Canadian politician (1887–1956)

Austin Bingley Claypool (April 13, 1887 – June 4, 1956) was a provincial politician from Alberta, Canada. He served as a member of the Legislative Assembly of Alberta from 1921 to 1935 sitting with the United Farmers caucus in government.

==Political career==
Claypool ran for a seat to the Alberta Legislature for the first time in the 1921 Alberta general election. He ran as a United Farmers candidate in the electoral district of Didsbury. Claypool defeated Liberal candidate George Webber with a comfortable majority to win the two-way race.
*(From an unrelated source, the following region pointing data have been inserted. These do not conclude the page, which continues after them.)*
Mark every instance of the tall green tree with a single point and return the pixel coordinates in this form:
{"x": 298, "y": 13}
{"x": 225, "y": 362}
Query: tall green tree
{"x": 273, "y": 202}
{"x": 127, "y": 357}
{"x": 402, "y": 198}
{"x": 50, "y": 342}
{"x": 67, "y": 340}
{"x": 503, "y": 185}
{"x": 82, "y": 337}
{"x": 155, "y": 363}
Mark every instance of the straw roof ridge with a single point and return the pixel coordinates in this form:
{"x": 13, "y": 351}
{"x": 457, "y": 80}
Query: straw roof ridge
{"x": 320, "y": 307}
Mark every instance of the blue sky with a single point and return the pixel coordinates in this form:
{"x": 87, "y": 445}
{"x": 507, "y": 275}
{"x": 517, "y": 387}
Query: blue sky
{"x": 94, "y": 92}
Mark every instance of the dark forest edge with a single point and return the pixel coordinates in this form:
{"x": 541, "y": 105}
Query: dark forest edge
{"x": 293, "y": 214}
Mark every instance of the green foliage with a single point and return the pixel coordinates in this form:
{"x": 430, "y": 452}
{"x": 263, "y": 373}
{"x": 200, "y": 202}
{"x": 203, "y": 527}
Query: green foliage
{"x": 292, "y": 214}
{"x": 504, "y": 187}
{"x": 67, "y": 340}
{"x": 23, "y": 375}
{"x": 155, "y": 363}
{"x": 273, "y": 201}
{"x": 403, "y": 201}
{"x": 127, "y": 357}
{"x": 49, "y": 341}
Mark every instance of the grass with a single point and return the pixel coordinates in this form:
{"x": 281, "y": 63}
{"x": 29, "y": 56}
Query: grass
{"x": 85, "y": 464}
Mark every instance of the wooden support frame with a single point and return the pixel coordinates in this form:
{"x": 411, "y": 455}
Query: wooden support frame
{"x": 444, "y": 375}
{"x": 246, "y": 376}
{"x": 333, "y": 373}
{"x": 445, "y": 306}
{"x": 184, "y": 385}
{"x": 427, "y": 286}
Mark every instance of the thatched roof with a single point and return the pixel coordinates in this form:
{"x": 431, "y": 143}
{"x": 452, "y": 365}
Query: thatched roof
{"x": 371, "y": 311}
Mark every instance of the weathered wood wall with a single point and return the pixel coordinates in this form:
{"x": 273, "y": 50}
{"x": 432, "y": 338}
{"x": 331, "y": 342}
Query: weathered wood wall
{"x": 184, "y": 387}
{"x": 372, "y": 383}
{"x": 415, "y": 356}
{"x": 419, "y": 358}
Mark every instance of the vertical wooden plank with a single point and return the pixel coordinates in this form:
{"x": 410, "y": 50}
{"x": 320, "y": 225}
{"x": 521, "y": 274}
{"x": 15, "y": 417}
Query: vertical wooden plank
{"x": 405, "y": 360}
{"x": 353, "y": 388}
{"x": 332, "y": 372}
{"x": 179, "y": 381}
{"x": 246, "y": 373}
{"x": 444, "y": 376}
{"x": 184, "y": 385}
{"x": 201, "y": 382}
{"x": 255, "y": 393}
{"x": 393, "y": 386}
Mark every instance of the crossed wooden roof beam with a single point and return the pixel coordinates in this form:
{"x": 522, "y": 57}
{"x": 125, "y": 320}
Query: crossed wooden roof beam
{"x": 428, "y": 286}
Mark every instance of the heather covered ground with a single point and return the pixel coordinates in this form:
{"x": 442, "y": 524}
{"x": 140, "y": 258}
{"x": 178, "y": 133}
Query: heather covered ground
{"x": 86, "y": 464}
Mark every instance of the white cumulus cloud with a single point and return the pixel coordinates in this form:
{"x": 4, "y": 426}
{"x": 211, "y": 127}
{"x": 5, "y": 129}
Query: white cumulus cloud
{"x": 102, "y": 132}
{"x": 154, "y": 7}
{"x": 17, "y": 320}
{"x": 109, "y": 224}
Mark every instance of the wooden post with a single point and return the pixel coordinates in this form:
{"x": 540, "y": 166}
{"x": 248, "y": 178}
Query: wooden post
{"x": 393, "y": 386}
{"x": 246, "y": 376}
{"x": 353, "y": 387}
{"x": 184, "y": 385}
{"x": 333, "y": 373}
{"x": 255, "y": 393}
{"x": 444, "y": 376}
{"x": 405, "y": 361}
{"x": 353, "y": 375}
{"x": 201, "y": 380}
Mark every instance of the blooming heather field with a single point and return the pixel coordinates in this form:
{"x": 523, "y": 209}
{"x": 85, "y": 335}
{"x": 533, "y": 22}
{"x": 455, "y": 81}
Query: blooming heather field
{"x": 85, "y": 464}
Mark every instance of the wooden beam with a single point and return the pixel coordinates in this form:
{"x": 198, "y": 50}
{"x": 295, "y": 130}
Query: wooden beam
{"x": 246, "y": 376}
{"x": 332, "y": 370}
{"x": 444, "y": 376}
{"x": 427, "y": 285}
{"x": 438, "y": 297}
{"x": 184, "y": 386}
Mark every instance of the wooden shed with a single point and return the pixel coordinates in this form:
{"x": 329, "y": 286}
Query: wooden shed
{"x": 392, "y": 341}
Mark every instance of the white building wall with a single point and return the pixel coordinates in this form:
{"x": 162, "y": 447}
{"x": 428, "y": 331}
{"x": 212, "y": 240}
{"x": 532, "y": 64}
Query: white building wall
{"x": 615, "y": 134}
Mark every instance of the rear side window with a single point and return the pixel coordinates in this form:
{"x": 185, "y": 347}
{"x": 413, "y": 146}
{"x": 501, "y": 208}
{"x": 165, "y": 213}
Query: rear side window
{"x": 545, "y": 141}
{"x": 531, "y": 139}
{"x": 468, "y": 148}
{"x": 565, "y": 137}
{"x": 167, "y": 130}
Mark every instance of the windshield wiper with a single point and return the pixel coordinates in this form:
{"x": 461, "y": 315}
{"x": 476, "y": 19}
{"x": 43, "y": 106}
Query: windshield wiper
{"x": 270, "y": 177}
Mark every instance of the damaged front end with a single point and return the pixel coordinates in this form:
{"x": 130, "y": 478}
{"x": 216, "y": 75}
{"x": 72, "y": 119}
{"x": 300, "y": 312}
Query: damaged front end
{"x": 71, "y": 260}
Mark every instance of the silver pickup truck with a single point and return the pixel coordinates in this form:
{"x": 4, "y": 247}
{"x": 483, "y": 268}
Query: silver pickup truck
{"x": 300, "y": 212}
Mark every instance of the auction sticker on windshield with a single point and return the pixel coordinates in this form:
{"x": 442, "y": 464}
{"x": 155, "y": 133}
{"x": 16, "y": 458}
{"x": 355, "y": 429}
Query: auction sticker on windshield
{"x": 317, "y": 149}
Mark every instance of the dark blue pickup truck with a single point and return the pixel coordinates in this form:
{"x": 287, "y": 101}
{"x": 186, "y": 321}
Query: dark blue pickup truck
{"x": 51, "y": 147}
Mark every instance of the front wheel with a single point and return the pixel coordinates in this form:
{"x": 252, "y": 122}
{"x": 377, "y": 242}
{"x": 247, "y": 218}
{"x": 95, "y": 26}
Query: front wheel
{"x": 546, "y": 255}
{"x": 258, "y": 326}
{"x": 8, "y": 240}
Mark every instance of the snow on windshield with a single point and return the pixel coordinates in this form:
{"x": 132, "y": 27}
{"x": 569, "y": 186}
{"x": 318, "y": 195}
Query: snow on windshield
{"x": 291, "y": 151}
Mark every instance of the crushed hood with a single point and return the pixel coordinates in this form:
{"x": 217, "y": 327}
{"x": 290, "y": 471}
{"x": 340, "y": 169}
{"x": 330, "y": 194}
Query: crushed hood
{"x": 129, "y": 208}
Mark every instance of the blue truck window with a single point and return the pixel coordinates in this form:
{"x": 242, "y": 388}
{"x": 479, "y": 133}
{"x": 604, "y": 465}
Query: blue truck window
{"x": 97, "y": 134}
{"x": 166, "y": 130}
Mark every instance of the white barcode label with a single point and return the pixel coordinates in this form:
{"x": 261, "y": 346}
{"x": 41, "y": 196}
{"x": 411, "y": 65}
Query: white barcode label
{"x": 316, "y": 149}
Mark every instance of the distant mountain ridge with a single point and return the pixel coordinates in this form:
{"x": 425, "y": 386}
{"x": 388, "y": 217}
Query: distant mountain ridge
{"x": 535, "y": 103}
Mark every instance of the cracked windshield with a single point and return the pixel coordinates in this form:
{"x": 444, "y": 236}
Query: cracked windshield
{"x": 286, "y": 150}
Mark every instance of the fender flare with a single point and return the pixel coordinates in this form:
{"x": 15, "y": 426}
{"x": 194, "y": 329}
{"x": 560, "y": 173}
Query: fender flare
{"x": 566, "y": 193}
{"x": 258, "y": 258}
Claypool ran for a second term in the 1926 Alberta general election. The race was contested by three candidates. Claypool won a large majority despite losing some of his popular vote from 1921.

The 1930 Alberta general election would see Claypool stand for his third term. He ran in a two-way race against Independent W.A. Austin and beat him by less than 300 votes to hold his seat.

Claypool ran for a fourth term in the 1935 Alberta general election but was defeated in the four-way race finishing a distant second place to Social Credit candidate Edward Foster.

Claypool made a bid to run for a seat to the House of Commons of Canada in the 1940 federal election. He ran in a five-way race as a Liberal candidate but was defeated finishing a close second to incumbent Charles Johnston.

Claypool died in an automobile crash near his hometown of Muncie, Indiana in 1956.